Foi anunciado hoje um acordo para um cessar-fogo permanente em Gaza, alcançado após intensas negociações mediadas pelos Estados Unidos, Egipto, Qatar e Turquia. Trata-se de um acordo faseado, embora, para já, apenas a primeira fase tenha sido detalhada: prevê a libertação de todos os reféns israelitas — vivos e mortos — em troca da libertação de milhares de palestinianos detidos em prisões israelitas, incluindo mulheres e crianças. Recorde-se que Israel detém centenas de menores palestinianos, muitos sem julgamento.
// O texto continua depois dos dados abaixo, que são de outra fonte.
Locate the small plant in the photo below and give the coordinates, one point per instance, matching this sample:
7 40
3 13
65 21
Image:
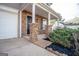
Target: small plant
63 36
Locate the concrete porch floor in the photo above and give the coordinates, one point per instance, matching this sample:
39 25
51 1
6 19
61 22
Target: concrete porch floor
22 47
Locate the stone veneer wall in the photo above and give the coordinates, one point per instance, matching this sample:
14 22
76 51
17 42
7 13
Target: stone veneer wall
34 31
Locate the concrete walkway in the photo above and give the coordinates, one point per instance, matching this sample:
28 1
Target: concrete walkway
22 47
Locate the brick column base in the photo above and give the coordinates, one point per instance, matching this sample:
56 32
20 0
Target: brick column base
48 29
34 31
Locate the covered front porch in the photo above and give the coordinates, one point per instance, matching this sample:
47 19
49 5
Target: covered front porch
35 20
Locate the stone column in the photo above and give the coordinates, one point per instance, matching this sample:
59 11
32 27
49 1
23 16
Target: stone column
34 31
48 29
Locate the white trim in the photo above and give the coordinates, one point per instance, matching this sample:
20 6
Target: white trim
49 18
20 34
8 9
46 10
33 13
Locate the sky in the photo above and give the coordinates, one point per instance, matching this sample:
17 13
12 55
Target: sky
67 8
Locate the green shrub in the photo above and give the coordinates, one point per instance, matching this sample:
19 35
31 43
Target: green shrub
62 36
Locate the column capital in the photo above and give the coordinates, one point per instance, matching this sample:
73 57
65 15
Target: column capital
33 13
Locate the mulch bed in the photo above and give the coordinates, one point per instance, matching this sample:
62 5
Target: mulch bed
59 48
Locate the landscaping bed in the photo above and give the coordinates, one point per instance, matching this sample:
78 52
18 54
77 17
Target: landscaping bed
62 41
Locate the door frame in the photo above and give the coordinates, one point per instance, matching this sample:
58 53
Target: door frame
26 22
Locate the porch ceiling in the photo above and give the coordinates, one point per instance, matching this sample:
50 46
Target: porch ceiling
28 6
38 11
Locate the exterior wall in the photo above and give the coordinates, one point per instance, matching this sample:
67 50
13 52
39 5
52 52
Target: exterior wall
34 31
24 21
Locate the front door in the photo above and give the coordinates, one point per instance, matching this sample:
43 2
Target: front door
29 20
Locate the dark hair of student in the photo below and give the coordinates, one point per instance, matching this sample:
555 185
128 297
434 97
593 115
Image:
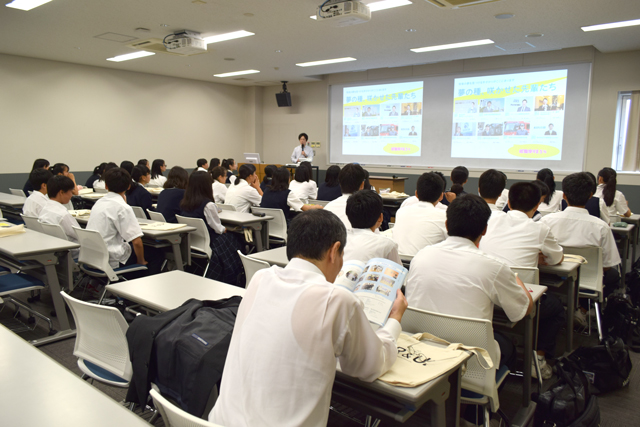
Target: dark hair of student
156 168
198 190
364 208
312 233
491 184
546 175
117 180
524 196
331 176
577 188
59 183
467 217
608 176
178 178
39 176
429 187
350 178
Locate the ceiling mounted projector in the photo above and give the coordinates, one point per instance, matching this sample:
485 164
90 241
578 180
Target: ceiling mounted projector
340 13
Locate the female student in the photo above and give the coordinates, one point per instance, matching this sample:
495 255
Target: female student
302 185
169 199
553 200
157 170
614 200
245 191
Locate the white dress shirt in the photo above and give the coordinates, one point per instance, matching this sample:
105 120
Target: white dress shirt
114 219
576 228
297 153
219 191
292 326
242 196
517 239
304 190
34 203
363 245
417 226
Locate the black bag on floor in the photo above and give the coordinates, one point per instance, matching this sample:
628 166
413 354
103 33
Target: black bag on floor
607 365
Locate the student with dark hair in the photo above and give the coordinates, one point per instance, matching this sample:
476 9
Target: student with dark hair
421 224
330 189
614 200
169 199
300 302
38 198
157 174
364 210
97 172
137 195
245 191
455 277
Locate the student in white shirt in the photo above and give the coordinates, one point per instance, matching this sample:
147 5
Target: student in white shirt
245 191
351 178
364 210
292 326
421 224
38 198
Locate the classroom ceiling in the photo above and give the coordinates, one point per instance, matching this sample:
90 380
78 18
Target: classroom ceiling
75 31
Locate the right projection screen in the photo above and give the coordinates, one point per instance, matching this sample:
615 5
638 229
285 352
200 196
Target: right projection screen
525 120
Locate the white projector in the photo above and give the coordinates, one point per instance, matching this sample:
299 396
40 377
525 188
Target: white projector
344 13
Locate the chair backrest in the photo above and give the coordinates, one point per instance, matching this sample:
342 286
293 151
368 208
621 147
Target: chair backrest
529 275
174 416
471 332
199 239
101 336
156 216
251 266
278 225
94 252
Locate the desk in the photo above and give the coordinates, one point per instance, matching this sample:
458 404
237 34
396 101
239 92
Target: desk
39 391
48 252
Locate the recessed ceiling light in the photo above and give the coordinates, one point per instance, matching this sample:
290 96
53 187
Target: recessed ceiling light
128 56
236 73
227 36
26 4
325 61
610 25
453 46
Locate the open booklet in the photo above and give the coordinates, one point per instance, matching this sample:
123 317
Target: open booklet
376 283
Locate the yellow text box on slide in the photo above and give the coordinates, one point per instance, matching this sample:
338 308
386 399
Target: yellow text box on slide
534 151
401 149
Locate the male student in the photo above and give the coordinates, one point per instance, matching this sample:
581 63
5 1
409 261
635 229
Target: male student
364 210
292 325
351 179
34 203
455 277
421 224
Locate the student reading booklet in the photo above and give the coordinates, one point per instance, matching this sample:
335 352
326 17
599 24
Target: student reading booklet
376 283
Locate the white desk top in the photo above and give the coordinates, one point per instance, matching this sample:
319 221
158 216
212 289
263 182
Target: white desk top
38 391
166 291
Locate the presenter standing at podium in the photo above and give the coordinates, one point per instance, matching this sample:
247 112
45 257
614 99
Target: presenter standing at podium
302 152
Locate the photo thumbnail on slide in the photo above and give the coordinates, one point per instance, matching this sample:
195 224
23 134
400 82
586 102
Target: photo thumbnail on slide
382 120
509 116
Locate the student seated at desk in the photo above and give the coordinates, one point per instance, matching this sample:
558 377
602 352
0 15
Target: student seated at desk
245 191
301 324
169 199
364 210
137 195
114 219
421 224
38 198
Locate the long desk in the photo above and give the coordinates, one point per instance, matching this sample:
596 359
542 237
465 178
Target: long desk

Prevê a retirada parcial do exército israelita e a reabertura de uma “passagem” para o Egipto e o fornecimento de ajuda humanitária.
Nas redes sociais palestinianas, enquanto muitos festejam a perspectiva de paz, alguns alertam para maus presságios…

Segundo as informações divulgadas, o Hamas terá recebido garantias formais dos EUA quanto ao cumprimento do acordo por parte de Israel. Não deixa, no entanto, de pairar um ceticismo generalizado: a história recente mostra que Telavive tem um longo histórico de violações de compromissos internacionais, nomeadamente os Acordos de Oslo. Além disso, Israel já demonstrou no passado estar disposto a recorrer a ações terroristas extraterritoriais — como os assassinatos de líderes palestinianos em Beirute ou no Qatar — para impor a sua agenda política e militar.
Se o parlamento israelita ratificar este acordo, tal poderá representar uma derrota política significativa para um governo que declarou abertamente a intenção de ocupar a Faixa de Gaza e que aprovou recentemente a anexação da Cisjordânia. Nada garante que este seja um passo real rumo à paz. A experiência dos últimos 70 anos mostra que bastará um pretexto — fabricado ou real — para que Israel retome os bombardeamentos e volte a infligir sofrimento sobre a população palestiniana.
O PAPEL DE TRUMP

Donald Trump já anunciou que pretende deslocar-se ao Egipto no domingo — ou, quem sabe, segunda-feira — para “assinar o acordo”. Com o habitual instinto de palco, o ex-presidente norte-americano quer aparecer no foco das câmeras de televisão. O papel dos EUA está longe da mediação pelo interesse da paz. Os EUA são os principais fornecedores de armamento a Israel, e a reconstrução de Gaza representa um negócio potencialmente gigantesco. Ninguém acredita seriamente que a ideia da “Riviera de Gaza”, apresentada há meses como um projeto turístico e económico de luxo, tenha desaparecido do mapa.
Tudo isto acontece a escassas horas da atribuição do Prémio Nobel da Paz. Donald Trump, que tem feito campanha aberta para ser laureado, talvez não tenha chegado a tempo… duvidamos que o Comité Nobel ainda não tenha decidido a quem atribuir o galardão pela paz. Para Trump, mais do que um revés diplomático, será provavelmente o maior ultraje. Trump poderá não receber o Nobel da Paz, mas os contratos de obras públicas não lhe escaparão, isso é certo.